Matti Schneider edited this page Jul 9, 2014 · 3 revisions

Extended one-liner definition

Watai is a tool for Front-End Ops. It is defined as a declarative, bottom-up BDD, full-stack web testing framework. This document tries to define those qualifications a bit more precisely.

Declarative

Most frameworks offering web integration tests make you write in an imperative fashion: execute some commands (usually walking the DOM), then assert some values (usually against some HTML attributes).

Watai shifts the testing procedure to be declarative, that is describing components states and associated transitions from one state to the other.

Full-stack

In web development, testing is often limited to unit level on server-side code, sometimes on client-side code, and rarely on full-stack (or end-to-end) functional testing, i.e. in the actual production environment: the browser. There are many reasons for this, too many for this quick definition.

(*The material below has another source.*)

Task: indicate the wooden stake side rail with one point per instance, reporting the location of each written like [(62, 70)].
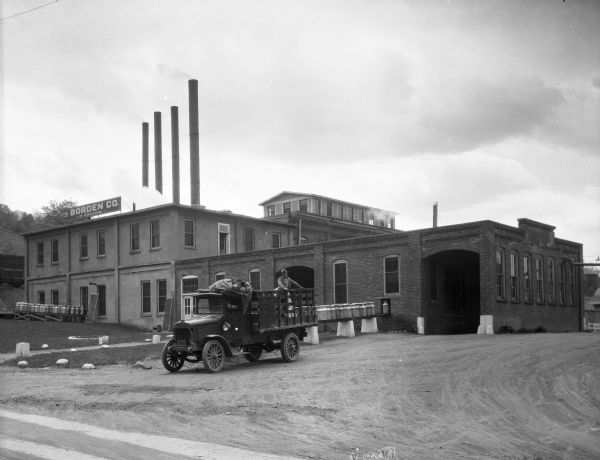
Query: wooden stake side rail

What is important is that Watai uses Selenium to execute your tests in all browsers, so you can be confident in their results. You don't have to know a thing about Selenium though, as the whole point of Watai is abstracting away those implementation details.

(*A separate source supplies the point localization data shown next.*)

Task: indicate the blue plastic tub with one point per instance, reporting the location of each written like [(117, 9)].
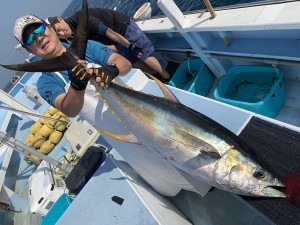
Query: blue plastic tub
[(193, 76), (257, 89), (57, 210)]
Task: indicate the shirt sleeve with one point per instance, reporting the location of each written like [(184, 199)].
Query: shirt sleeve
[(98, 53), (49, 87), (97, 26)]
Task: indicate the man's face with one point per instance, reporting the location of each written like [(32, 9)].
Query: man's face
[(62, 29), (46, 45)]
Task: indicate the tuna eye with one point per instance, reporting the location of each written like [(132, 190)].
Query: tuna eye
[(259, 173)]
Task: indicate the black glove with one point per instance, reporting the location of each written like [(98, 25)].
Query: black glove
[(134, 49), (107, 73), (79, 77)]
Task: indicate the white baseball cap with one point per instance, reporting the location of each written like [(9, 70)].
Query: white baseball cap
[(22, 23)]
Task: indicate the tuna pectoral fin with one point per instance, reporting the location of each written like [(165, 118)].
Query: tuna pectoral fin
[(198, 144), (128, 138), (165, 90)]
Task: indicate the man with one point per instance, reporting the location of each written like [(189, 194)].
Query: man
[(119, 32), (42, 40)]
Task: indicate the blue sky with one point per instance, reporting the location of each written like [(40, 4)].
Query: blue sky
[(10, 10)]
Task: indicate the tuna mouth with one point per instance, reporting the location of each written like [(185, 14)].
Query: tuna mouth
[(271, 191), (274, 189)]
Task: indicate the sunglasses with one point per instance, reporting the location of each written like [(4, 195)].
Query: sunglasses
[(31, 37)]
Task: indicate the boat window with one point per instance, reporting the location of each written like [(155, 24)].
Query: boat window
[(16, 90), (26, 77)]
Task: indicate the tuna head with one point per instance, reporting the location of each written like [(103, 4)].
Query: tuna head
[(239, 174)]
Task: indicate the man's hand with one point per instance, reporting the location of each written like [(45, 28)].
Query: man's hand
[(79, 76), (105, 74), (135, 50)]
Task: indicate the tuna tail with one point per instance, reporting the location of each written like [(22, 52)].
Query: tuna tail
[(66, 60)]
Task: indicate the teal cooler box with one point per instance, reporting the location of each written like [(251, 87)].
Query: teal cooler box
[(254, 88), (193, 76), (57, 210)]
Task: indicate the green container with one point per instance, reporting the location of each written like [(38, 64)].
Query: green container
[(193, 76), (257, 89), (57, 210)]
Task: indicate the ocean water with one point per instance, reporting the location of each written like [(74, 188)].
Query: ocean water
[(129, 7)]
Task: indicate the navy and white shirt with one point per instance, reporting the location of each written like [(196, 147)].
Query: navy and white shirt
[(50, 85)]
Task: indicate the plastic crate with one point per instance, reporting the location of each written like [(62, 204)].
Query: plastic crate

Bottom-up BDD [still under active development]

Watai offers a Behavior-Driven Development frontend, in order to make your test suite a good [boundary object](> https://en.wikipedia.org/wiki/Boundary_object) across all your project’s stakeholders, and to make the purpose of testing clearer to everyone, including developers.

However, instead of presenting the usual scenario instrumentation pattern (describe expected feature, write scenario, instrument scenario, write actual testing code), Watai > leverages its declarative concepts and generates business-readable scenarios from the tests description information. Hence the “bottom-up” phrasing: instead of starting at the human-readable top-level, you finish your testing experience with it.